This is the leading group, but then Kimi K 2.6 and we just ask, is this possible?
Especially if you look here at the price point, Kimi seems to be really really an interesting model. So, let's examine about the performance of Kimi and we do a causal reasoning test logic long reasoning traces. Let's go. And we are live here at arena.ei and you see on the left side I have Kimi K 2.6. On the right side we have the old Kimi K 2.5 sinking and you see both models started here and you see here the sinking trace or the reasoning trace of both models.
And you immediately see there's a difference now, huh? At least here in the reasoning performance, Kimi 2.6 is completely different. Look, it is analyzing now here in a different way how the exercise is structured.
It understands here all the limitations.
If you look at 2.5, you see it is more or less, hey, can I do both? Let's try this out. Let's go. But you see Kimi 2.6 is here much more strategic. Another sort alternative, what can I think of?
Given this complexity, the best strategy is to avoid. 2.6 is much more strategically oriented. Look, it looks at the code cards. It analyzes, okay, that's all the instruction. Yellow is never described, so it finds out exactly that there are objects that have not a mathematical function behind it. You know, this is my classical test. This is my elevator test. We have we are on the floor zero. We want to go to the floor 50. The building has only 50 floors and there are some button presses you can press in this elevator that have specific mathematical functions behind each button press.
We have a time inversion. We have a location inversion and other dependencies. We have interwoven dependencies. We have an energy optimization. We have a token optimization and more. So, this is really here as you can see, those are the reasoning traces of both Kimis.

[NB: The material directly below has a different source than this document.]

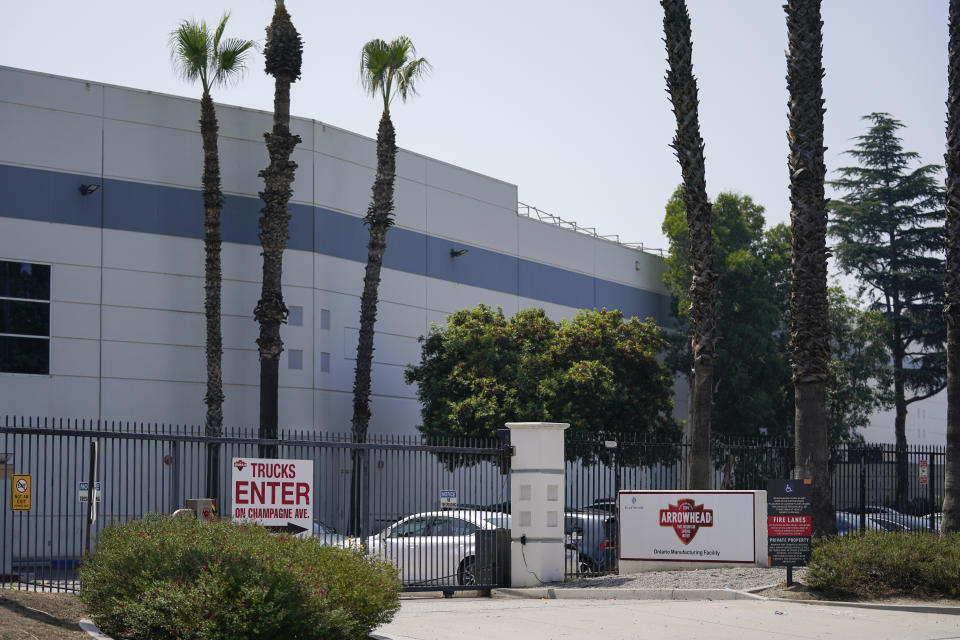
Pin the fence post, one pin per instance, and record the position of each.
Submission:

And just look at the difference. Yeah, 2.6 is much more strategic. It is much more formulating here its reasoning trace. It's an open reasoning trace. I really can see what's happening and this is real nice.

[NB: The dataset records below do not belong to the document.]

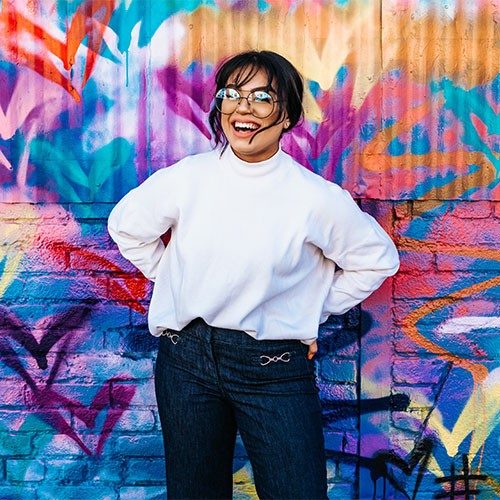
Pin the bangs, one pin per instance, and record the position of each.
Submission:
(282, 78)
(245, 73)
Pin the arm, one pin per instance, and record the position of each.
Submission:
(142, 216)
(355, 242)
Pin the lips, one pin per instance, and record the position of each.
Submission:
(244, 128)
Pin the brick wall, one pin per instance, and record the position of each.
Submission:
(402, 106)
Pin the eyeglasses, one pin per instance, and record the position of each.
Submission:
(261, 104)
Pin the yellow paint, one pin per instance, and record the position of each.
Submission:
(480, 416)
(243, 484)
(21, 236)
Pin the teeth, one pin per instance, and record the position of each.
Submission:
(251, 126)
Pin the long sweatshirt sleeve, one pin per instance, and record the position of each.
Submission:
(355, 241)
(143, 215)
(254, 246)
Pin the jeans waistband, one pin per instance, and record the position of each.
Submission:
(203, 330)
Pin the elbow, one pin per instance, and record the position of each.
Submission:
(392, 263)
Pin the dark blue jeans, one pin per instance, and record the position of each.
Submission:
(212, 381)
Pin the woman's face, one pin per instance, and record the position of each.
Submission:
(266, 143)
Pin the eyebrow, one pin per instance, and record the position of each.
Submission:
(265, 87)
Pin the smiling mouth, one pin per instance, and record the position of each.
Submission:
(245, 128)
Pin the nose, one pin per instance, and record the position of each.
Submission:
(243, 104)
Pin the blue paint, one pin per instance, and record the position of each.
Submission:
(314, 87)
(342, 75)
(263, 6)
(367, 131)
(396, 147)
(462, 103)
(420, 143)
(495, 89)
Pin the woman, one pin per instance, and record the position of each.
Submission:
(248, 275)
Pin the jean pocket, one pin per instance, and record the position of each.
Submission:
(173, 336)
(281, 363)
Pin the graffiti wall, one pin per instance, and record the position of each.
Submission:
(402, 109)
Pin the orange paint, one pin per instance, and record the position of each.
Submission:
(412, 245)
(409, 327)
(91, 19)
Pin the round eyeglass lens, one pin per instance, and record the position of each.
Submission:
(260, 102)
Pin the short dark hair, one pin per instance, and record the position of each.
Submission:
(290, 87)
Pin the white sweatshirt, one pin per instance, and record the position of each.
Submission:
(253, 245)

Kimi 2.5 sinking seems to be much further advanced now already trying here to find the solution, while 2.6 is still here more or less in the strategic planning phase.
So, therefore I think 2.6 here will take a little bit more time. Look, start at zero. 2.6 starts now at floor zero. Look at 2.5 sinking. We are already here at floor 31, 35.
So, there is a massive difference here in the detail in the precision here of the planning before we actually start here anything. So, 2.6 is definitely a different beast. Okay.
They also have in 2.6 quite long reasoning traces. Look at this. Wow, it is a trial and error. That's really trying out. I only have 50 steps, so it can really try out all 50 steps and find the right solution. Okay.
But I think 2.5 will have a solution real fast. 2.6 is still here more or less. Okay, let's find a route. Now it is trying to go. Now let's go to 50.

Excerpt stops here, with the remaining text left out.